Run latest ansible-lint on Ubuntu Noble

We bump the Ansible version to the version that Zuul runs. We then set ansible-lint to the current latest version. This results in a number of new linter violations which we fix. These violations include: * Needing to name plays * Needing to start names with a capital letter * Using fully qualified names for action modules * Quoting permissions strings to avoid octal conversion errors * Using explicit yaml structures for tasks We also tell ansible-lint to mock zuul_return so that we don't get errors from it complaining that this module is not defined.

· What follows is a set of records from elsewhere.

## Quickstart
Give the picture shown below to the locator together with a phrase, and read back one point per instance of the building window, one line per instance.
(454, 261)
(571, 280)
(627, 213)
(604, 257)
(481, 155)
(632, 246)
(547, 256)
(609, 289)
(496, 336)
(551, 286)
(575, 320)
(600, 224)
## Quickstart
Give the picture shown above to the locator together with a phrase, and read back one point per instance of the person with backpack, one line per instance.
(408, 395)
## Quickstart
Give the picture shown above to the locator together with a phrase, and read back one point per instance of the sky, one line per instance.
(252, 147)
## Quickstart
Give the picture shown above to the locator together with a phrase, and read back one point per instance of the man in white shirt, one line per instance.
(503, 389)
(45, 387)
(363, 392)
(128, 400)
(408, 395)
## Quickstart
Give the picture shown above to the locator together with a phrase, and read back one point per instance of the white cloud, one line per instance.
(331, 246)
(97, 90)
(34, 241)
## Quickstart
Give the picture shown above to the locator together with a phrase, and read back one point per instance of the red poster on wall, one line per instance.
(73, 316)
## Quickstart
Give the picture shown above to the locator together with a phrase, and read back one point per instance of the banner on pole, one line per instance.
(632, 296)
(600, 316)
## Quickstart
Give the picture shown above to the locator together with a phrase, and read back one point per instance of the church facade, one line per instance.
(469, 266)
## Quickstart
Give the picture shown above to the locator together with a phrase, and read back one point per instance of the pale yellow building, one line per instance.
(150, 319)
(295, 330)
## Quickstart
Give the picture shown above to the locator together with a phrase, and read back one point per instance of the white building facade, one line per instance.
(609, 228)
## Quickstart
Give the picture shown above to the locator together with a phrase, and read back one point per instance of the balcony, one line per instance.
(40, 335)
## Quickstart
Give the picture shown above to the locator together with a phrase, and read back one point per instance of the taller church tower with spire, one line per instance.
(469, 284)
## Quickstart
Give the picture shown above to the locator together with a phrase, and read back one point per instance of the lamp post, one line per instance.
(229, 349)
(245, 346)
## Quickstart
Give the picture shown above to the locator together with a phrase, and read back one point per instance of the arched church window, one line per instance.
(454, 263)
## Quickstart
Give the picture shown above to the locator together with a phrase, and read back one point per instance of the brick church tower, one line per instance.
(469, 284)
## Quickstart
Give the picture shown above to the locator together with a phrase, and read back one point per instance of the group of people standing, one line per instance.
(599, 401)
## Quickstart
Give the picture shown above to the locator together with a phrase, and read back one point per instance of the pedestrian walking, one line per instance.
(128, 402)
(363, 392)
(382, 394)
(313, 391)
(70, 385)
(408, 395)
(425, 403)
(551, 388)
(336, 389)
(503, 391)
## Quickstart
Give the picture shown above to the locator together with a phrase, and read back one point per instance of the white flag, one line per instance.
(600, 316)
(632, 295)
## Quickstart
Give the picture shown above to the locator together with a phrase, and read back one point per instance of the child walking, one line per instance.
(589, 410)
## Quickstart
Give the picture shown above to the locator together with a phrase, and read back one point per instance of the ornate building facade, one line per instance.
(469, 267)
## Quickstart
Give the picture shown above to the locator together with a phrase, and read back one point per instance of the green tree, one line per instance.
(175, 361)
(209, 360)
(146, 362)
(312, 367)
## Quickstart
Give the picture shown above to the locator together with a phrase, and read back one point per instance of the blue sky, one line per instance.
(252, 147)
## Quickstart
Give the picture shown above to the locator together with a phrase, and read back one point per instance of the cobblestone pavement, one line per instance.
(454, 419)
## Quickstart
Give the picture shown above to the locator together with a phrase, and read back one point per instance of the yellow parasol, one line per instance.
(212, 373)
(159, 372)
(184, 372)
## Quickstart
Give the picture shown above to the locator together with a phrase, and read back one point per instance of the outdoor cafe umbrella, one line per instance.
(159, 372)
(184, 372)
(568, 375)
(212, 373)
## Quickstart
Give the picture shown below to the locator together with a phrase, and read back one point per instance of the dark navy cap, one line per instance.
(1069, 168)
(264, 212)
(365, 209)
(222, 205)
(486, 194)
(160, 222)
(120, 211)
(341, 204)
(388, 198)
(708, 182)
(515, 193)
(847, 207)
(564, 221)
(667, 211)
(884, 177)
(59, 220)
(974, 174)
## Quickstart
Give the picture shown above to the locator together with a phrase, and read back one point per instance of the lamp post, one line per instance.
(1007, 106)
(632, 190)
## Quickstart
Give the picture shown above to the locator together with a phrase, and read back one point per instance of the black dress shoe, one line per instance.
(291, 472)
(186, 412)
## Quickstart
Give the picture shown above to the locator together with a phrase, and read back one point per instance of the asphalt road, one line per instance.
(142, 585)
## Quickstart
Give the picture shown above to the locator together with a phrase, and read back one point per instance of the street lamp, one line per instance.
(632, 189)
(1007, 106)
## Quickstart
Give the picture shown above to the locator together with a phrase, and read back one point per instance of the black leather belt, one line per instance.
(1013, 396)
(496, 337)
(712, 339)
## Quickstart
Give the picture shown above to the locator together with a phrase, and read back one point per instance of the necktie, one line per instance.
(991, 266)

Change-Id: Ic881313fea58f4482f70e493f3d256541d31860a
2024-08-22 16:04:27 -07:00 · 2024-08-22 16:04:27 -07:00 · 60acea0da6
commit 60acea0da6
parent 7ae2bbabbe
43 changed files with 111 additions and 76 deletions
--- a/.ansible-lint
+++ b/.ansible-lint
@ -18,6 +18,8 @@ skip_list:
  - yaml[truthy] # "yes" is ok
 use_default_rules: true
 verbosity: 1
+mock_modules:
+  - zuul_return

 # Local variables:
 # mode: yaml
--- a/playbooks/ansible-role-functional/pre.yaml
+++ b/playbooks/ansible-role-functional/pre.yaml
@ -1,5 +1,5 @@
- hosts: all
-  name: Set up SSH login
+- name: Set up SSH login
+  hosts: all
  tasks:

    - name: Allow ssh login into localhost
--- a/playbooks/docs/post.yaml
+++ b/playbooks/docs/post.yaml
@ -1,3 +1,4 @@
- hosts: all
+- name: Fetch Sphinx Output
+  hosts: all
  roles:
    - fetch-sphinx-output
--- a/playbooks/fips/enable-fips.yaml
+++ b/playbooks/fips/enable-fips.yaml
@ -1,7 +1,7 @@
- name: playbook to enable fips
+- name: Playbook to enable fips
  hosts: all
  tasks:
-    - name: enable fips
+    - name: Enable fips
      include_role:
        name: enable-fips
      when: enable_fips | default(false)
--- a/playbooks/golang/pre.yaml
+++ b/playbooks/golang/pre.yaml
@ -1,3 +1,4 @@
- hosts: all
+- name: Revoke Sudo
+  hosts: all
  roles:
    - revoke-sudo
--- a/playbooks/golang/run.yaml
+++ b/playbooks/golang/run.yaml
@ -1,4 +1,5 @@
- hosts: all
+- name: Run Golang Tests
+  hosts: all

  tasks:
    - name: Run golang tests
--- a/playbooks/grafana/main.yaml
+++ b/playbooks/grafana/main.yaml
@ -2,7 +2,7 @@
  hosts: all
  tasks:

-    - name: install docker
+    - name: Install docker
      include_role:
        name: ensure-docker

@ -13,16 +13,16 @@

    - name: Make environment vars
      set_fact:
-        SECRETS_DIR: '{{ ansible_user_dir }}/grafana-secrets'
-        GRAFYAML_DIR: "{{ ansible_user_dir }}/{{ zuul.projects['opendev.org/openstack/project-config'].src_dir }}/grafana"
-        SCREENSHOTS: '{{ ansible_user_dir }}/screenshots'
+        SECRETS_DIR: '{{ ansible_user_dir }}/grafana-secrets'  # noqa: var-naming[pattern]
+        GRAFYAML_DIR: "{{ ansible_user_dir }}/{{ zuul.projects['opendev.org/openstack/project-config'].src_dir }}/grafana"  # noqa: var-naming[pattern]
+        SCREENSHOTS: '{{ ansible_user_dir }}/screenshots'  # noqa: var-naming[pattern]
        # NOTE(ianw) : screenshots are 1920 x this height.  This means
        # it is about the right width to see easily.  5000 is a
        # generic compromise; a bit long for some graphs, but it's
        # just a solid black that compresses well in the .pngs.  If
        # required we can key each graph to individual heights with a
        # config file or something some other time.
-        SCREENSHOT_HEIGHT: '5000'
+        SCREENSHOT_HEIGHT: '5000'  # noqa: var-naming[pattern]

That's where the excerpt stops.